La citadelle est le château le plus connu des Hachichins ou Assassins, une secte ismaélienne qui menait des raids « terroristes » sur commande. Comme les croisés, il faudra attendre Baybars pour qu’ils soient délogés. Grâce à l’aide de l’Aga Khan, cette forteresse a été restaurée pour permettre une visite à travers les nombreux couloirs. Les terrasses offrent de beaux panoramas sur les environs, surtout vers le djebel Ansarié. Malgré un plan bien réalisé, il est préférable d’avoir un guide en particulier pour dénicher les sarcophages au bout d’un escalier plongé dans l’obscurité. Heureusement que je fais toujours suivre ma frontale. Sur ce coup-là, elle était indispensable. La terrasse implantée sur le toit du palais révèle le secret de la collecte d’eau : des rigoles strient le sol et convergent vers un tuyau qui descend vers les citernes souterraines. Nous retrouvons ce système à d’autres endroits dans les parois. Retour sur l’esplanade au pied des murailles pour retrouver notre véhicule.

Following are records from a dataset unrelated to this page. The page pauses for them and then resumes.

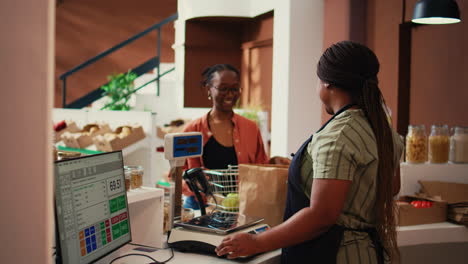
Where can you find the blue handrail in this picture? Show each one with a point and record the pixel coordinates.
(85, 64)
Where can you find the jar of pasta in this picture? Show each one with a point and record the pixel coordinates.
(459, 145)
(128, 178)
(136, 176)
(416, 144)
(439, 144)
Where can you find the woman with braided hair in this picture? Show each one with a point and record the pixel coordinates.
(342, 180)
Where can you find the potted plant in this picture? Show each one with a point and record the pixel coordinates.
(119, 89)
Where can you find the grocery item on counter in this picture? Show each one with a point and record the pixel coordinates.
(84, 138)
(416, 144)
(439, 144)
(187, 214)
(122, 137)
(136, 176)
(459, 145)
(231, 202)
(62, 127)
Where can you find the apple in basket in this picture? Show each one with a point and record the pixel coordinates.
(231, 202)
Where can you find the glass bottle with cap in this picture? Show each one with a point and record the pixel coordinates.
(136, 176)
(459, 145)
(439, 144)
(416, 144)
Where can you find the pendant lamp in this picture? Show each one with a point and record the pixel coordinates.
(436, 12)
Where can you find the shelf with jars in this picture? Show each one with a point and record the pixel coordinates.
(440, 147)
(140, 153)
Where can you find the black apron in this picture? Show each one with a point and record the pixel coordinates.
(324, 248)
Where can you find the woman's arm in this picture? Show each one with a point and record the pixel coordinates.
(396, 180)
(327, 199)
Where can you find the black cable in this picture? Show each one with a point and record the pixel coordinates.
(144, 255)
(140, 245)
(135, 254)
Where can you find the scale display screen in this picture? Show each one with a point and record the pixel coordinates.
(185, 146)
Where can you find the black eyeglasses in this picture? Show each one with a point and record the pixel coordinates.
(225, 90)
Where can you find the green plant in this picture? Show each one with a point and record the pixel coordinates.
(119, 89)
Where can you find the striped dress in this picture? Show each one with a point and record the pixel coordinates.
(346, 149)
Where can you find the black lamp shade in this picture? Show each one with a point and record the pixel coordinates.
(436, 12)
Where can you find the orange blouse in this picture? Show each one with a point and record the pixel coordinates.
(248, 142)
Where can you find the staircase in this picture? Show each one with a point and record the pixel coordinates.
(144, 82)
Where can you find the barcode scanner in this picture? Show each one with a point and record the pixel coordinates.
(197, 182)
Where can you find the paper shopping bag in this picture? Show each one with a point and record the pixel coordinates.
(262, 191)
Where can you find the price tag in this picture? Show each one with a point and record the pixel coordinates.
(114, 185)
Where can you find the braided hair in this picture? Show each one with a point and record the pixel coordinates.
(353, 68)
(209, 72)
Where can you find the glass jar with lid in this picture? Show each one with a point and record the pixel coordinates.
(128, 178)
(136, 176)
(416, 144)
(439, 144)
(459, 145)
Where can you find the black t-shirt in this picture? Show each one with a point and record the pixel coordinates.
(217, 156)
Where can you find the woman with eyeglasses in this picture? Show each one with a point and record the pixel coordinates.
(228, 138)
(342, 180)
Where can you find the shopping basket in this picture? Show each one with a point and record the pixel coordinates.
(225, 190)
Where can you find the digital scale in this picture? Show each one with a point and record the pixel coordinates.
(204, 233)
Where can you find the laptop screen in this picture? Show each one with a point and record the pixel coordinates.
(92, 217)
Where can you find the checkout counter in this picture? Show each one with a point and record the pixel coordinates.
(272, 257)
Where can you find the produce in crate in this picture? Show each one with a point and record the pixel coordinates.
(231, 202)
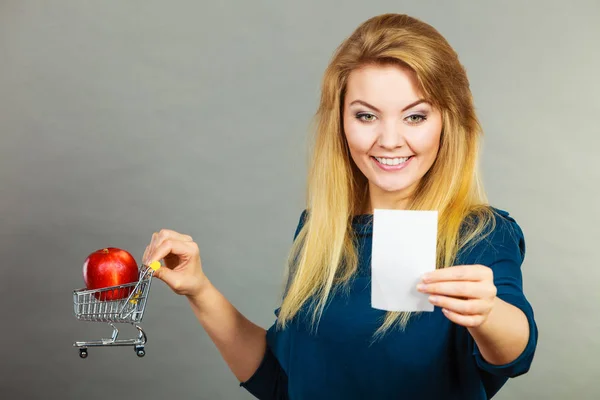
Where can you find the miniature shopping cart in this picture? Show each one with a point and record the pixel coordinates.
(115, 304)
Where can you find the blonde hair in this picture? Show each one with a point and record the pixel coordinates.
(323, 256)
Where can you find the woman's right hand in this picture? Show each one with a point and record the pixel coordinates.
(182, 270)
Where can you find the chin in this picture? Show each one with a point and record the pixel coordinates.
(392, 187)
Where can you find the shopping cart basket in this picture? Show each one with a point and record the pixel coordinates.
(115, 304)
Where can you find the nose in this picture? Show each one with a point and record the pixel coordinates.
(391, 135)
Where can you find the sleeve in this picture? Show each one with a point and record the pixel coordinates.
(503, 250)
(270, 381)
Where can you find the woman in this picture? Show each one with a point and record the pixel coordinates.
(396, 129)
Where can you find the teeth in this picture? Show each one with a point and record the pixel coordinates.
(392, 161)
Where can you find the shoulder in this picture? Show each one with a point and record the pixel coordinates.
(499, 236)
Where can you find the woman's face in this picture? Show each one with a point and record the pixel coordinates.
(392, 133)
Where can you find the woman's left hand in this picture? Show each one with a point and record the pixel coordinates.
(465, 293)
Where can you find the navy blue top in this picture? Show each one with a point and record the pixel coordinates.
(433, 358)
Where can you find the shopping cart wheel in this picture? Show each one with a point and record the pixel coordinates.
(139, 350)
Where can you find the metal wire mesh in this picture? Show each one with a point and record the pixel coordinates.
(123, 303)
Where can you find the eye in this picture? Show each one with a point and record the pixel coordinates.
(415, 119)
(365, 117)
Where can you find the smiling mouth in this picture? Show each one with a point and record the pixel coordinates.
(392, 161)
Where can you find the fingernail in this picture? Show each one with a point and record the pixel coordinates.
(154, 265)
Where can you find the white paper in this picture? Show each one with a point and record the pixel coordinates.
(404, 248)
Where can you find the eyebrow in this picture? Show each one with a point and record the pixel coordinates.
(411, 105)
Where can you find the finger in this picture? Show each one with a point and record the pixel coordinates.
(184, 250)
(468, 321)
(165, 234)
(459, 273)
(465, 289)
(464, 307)
(145, 259)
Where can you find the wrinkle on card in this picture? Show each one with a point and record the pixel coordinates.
(404, 248)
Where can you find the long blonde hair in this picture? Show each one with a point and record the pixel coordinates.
(323, 256)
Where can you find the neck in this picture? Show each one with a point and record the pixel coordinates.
(387, 200)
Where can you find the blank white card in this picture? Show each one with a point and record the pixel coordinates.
(404, 248)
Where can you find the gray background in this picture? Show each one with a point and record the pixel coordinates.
(121, 118)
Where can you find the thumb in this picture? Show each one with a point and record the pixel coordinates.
(164, 274)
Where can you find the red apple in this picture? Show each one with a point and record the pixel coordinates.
(110, 267)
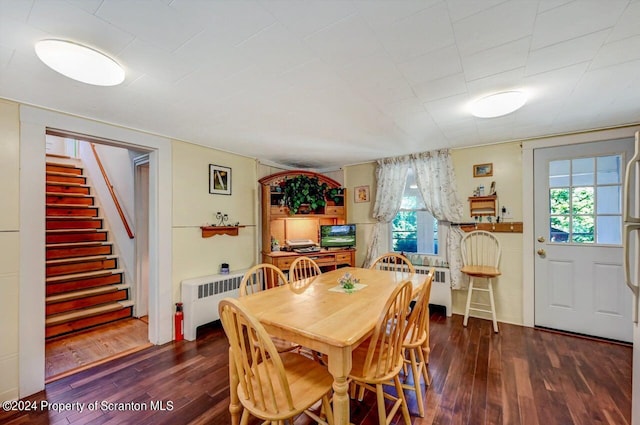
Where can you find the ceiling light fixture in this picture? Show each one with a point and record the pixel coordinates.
(79, 62)
(498, 104)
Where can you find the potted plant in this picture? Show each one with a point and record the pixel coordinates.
(304, 190)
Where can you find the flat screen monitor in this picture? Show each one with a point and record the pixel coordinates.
(338, 236)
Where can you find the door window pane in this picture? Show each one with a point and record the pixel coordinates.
(582, 200)
(582, 171)
(609, 200)
(559, 173)
(582, 229)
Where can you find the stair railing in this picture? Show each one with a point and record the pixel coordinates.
(113, 193)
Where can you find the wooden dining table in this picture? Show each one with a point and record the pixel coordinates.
(317, 314)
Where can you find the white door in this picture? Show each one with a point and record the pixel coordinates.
(579, 282)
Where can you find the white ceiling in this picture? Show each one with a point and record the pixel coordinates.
(321, 84)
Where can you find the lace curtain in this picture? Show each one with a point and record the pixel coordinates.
(391, 174)
(437, 184)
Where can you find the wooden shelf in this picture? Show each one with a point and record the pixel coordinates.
(507, 227)
(208, 231)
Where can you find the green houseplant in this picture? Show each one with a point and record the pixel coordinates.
(304, 190)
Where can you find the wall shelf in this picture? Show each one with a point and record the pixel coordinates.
(208, 231)
(505, 227)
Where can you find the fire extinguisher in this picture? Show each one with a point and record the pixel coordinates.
(179, 322)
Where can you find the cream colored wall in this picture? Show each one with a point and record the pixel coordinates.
(361, 213)
(507, 173)
(9, 248)
(194, 206)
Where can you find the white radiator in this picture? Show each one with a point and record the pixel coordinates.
(200, 297)
(440, 287)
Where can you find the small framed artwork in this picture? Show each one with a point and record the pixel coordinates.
(483, 170)
(361, 194)
(219, 180)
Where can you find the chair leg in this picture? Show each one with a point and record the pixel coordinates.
(466, 310)
(416, 370)
(493, 307)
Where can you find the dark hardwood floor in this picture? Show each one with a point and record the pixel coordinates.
(519, 376)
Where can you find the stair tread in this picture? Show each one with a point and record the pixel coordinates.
(89, 230)
(86, 312)
(63, 174)
(70, 206)
(98, 290)
(70, 195)
(72, 276)
(77, 244)
(79, 259)
(50, 183)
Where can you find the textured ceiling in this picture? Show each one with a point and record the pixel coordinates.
(321, 84)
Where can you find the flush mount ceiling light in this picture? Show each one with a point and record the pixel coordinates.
(498, 104)
(80, 62)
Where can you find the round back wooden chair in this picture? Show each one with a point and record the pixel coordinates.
(416, 341)
(481, 253)
(260, 277)
(378, 360)
(271, 386)
(303, 268)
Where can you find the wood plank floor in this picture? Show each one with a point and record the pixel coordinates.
(68, 354)
(519, 376)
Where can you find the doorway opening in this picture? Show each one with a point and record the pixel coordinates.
(97, 269)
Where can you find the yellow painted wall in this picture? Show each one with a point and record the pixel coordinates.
(360, 213)
(9, 248)
(194, 206)
(507, 173)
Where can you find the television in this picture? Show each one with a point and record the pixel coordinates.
(338, 236)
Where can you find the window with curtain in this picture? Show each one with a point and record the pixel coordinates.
(414, 229)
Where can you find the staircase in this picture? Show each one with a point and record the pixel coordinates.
(84, 286)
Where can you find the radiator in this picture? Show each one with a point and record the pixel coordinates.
(440, 287)
(200, 297)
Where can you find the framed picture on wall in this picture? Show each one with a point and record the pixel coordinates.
(219, 180)
(483, 170)
(361, 194)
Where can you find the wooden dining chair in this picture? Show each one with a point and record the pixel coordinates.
(259, 278)
(416, 342)
(394, 262)
(480, 259)
(303, 268)
(272, 386)
(378, 360)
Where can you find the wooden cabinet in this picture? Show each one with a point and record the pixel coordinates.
(279, 224)
(483, 205)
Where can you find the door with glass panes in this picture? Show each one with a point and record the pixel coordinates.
(579, 283)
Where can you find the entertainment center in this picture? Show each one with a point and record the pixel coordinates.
(337, 248)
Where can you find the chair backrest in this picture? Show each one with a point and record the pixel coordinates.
(384, 354)
(418, 320)
(262, 379)
(259, 277)
(303, 268)
(480, 248)
(394, 262)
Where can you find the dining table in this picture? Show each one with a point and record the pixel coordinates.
(317, 313)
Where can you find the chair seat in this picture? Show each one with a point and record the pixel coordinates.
(308, 381)
(481, 271)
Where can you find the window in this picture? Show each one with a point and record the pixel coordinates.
(414, 229)
(585, 200)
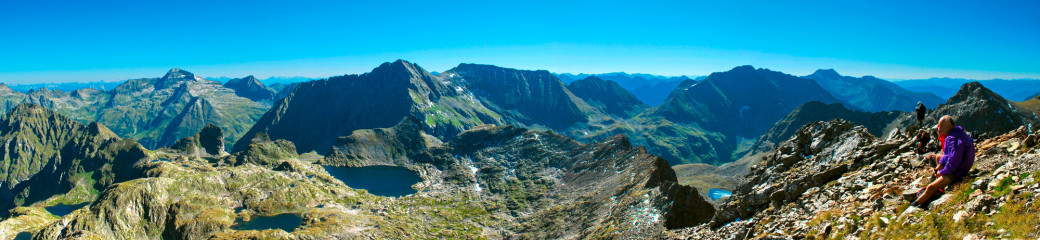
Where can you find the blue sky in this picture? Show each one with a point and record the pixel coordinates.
(89, 41)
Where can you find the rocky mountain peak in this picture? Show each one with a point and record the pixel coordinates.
(174, 77)
(975, 90)
(178, 74)
(743, 69)
(827, 74)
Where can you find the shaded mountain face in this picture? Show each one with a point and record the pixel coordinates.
(285, 90)
(607, 97)
(872, 94)
(48, 154)
(832, 174)
(817, 111)
(741, 102)
(488, 182)
(1015, 89)
(716, 121)
(817, 154)
(656, 94)
(529, 98)
(556, 187)
(650, 89)
(251, 88)
(381, 147)
(980, 111)
(157, 112)
(154, 111)
(317, 112)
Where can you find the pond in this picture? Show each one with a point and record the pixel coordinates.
(385, 181)
(23, 236)
(61, 209)
(716, 193)
(285, 221)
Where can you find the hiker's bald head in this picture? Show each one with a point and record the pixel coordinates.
(945, 124)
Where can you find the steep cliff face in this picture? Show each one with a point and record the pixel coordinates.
(251, 88)
(47, 154)
(320, 111)
(492, 182)
(528, 98)
(832, 181)
(817, 154)
(607, 97)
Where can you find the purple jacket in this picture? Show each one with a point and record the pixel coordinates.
(958, 155)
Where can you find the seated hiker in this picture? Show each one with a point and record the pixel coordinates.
(957, 158)
(923, 140)
(920, 113)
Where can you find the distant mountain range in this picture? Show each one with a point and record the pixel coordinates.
(66, 86)
(651, 89)
(269, 80)
(154, 111)
(872, 94)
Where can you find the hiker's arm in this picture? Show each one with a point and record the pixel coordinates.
(952, 158)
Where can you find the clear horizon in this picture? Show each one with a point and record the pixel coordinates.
(889, 39)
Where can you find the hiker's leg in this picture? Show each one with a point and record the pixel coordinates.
(933, 188)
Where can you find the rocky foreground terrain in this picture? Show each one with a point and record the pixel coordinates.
(833, 180)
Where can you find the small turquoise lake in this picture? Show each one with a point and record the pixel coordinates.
(716, 193)
(385, 181)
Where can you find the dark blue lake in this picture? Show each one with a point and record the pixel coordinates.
(285, 221)
(716, 193)
(61, 210)
(385, 181)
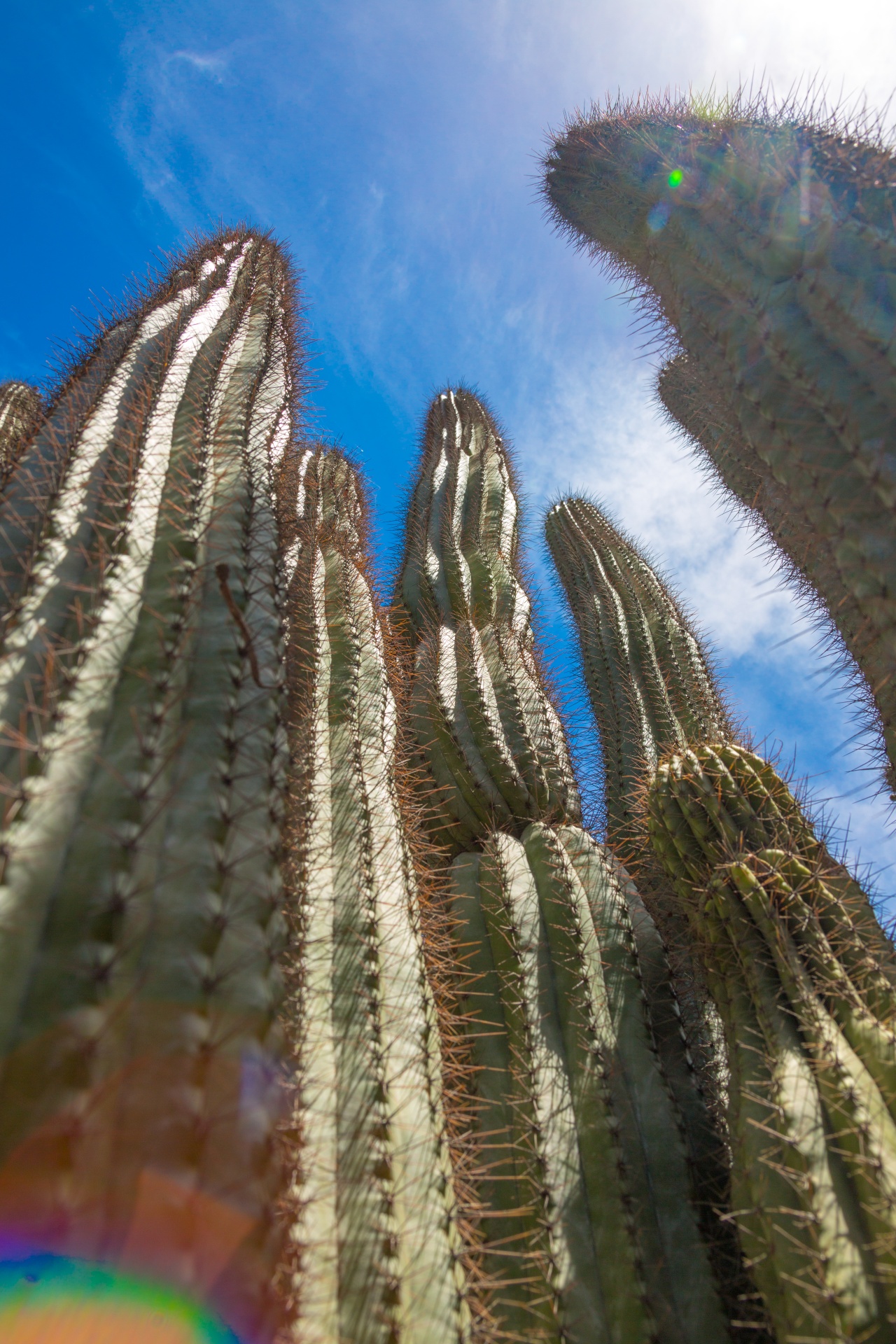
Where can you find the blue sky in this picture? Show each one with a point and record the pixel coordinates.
(394, 146)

Nous repartons dans un premier temps en direction de Hama avant de bifurquer vers le village d’Afamya, que les européens connaissent mieux sous le nom d’Apamée. Ce nom découle du prénom de l’épouse de celui qui fonda cette cité, Séleucos 1er, officier d’Alexandre le Grand. Ici se dressent des rideaux de colonnes grecques à chapiteaux corinthiens avec les feuilles d’acanthe. L’axe principal de ce qui reste de cette antique cité mesure presque deux kilomètres. Nous partons de la porte nord, dite des pèlerins. De ce point, nous pouvons déjà profiter de cette étonnante perspective au milieu de la campagne. Dommage que les motos pétaradantes des vendeurs de babioles viennent perturber la sérénité des lieux. Avant d’arpenter le pavement désormais largement disjoints, nous faisons un détour derrière le pan de mur qui se dresse sept mètres en retrait des colonnes. Là, nous pouvons apercevoir diverses conduites en argile qui convergent vers une citerne. Ici et là s’échappent de gros lézards. Il faut dire que les anfractuosités sont nombreuses. Toutes les pierres n’ont pas encore été relevées, loin de là ! Sous le soleil, le site révèle de belles couleurs mais l’ombre de ces colonnes est quand même la bienvenue. Sur la gauche, nous pouvons aussi découvrir quelques restes de thermes, le caldarium étant la salle la mieux conservée. Retour dans l’allée pour rejoindre l’unique colonne esseulée en plein milieu du passage, servant ainsi de mémorial.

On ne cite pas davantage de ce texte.